Depuis l’ouverture de sa ressourcerie à Montaren en 2019, l’ARRU s’est donnée pour mission de collecter, valoriser et redistribuer ce qui peut être valorisé et de sensibiliser à l’enjeu de la réduction des déchets. Une raison d’être qui a su rassembler, puisque l’association compte aujourd’hui une soixantaine de bénévoles, trois salariés, et revendique d’avoir pu réemployer plus de 250 tonnes d’objets entre 2021 et 2025, et redistribué à des prix défiant toute concurrence 216 000 objects sur cette même période.
Aujourd’hui, l’association dispose à Montaren d’un local de stockage de 300 mètres carrés, d’une annexe de 100 mètres carrés, et de deux boutiques dédiées à la fripe, à Montaren et à Saint-Quentin-la-Poterie. Et « ça marche très bien », affirme Christophe Bouyala, administrateur d’une association qui arrive à dégager 10 000 euros de recette chaque mois rien qu’avec le produit de ses ventes. « Ce qui se vend le plus, c’est la vaisselle, les bibelots, la déco, car ça ne coûte pas cher et il y a des choses originales ou très utiles », précise François Bernacchi, administrateur de l’association.

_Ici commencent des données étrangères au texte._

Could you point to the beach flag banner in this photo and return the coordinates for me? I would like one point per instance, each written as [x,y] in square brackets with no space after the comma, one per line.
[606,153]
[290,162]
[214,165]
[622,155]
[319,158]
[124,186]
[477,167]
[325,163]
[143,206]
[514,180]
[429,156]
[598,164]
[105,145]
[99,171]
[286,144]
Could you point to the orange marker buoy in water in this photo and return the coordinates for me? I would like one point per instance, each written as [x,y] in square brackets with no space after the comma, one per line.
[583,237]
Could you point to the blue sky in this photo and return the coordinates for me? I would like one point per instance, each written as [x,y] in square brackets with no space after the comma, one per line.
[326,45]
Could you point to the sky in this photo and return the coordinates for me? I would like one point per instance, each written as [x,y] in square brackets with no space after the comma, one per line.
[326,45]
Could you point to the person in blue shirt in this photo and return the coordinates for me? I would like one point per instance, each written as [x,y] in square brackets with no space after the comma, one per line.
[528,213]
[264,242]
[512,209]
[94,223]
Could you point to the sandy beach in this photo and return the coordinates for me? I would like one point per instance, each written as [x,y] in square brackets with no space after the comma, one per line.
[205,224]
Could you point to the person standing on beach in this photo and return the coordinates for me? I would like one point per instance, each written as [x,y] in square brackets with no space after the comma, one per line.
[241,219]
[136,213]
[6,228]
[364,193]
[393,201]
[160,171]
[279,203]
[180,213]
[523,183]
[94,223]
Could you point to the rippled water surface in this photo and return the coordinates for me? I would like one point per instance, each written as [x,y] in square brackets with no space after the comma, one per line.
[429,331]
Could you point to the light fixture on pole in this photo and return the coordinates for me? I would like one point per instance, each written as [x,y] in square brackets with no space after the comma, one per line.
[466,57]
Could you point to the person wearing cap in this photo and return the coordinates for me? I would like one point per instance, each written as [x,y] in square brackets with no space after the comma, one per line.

Association qui revend aussi pas mal de petit électroménager remis en service lors des repair-café, des ateliers participatifs de réparation, loue aussi de la vaisselle et vend des vêtements à tout petit prix. « L’idée n’est pas de faire du profit, et de ne surtout pas être en concurrence avec ces entreprises », martèle François Bernacchi.
Un projet ambitieux
Tout va bien, seulement voilà : il y a quelques mois, le propriétaire des bâtiments de Montaren informe l’association qu’il veut les récupérer fin 2026/début 2027. Alors l’ARRU, qui y était de toute façon de plus en plus à l’étroit, a lancé un projet de nouveau bâtiment. Plus grand, « nous passerons de 450 mètres carrés à 800 », précise Christophe Bouyala, et plus pratique : « le fait que tout soit au même endroit va rationnaliser beaucoup les choses. »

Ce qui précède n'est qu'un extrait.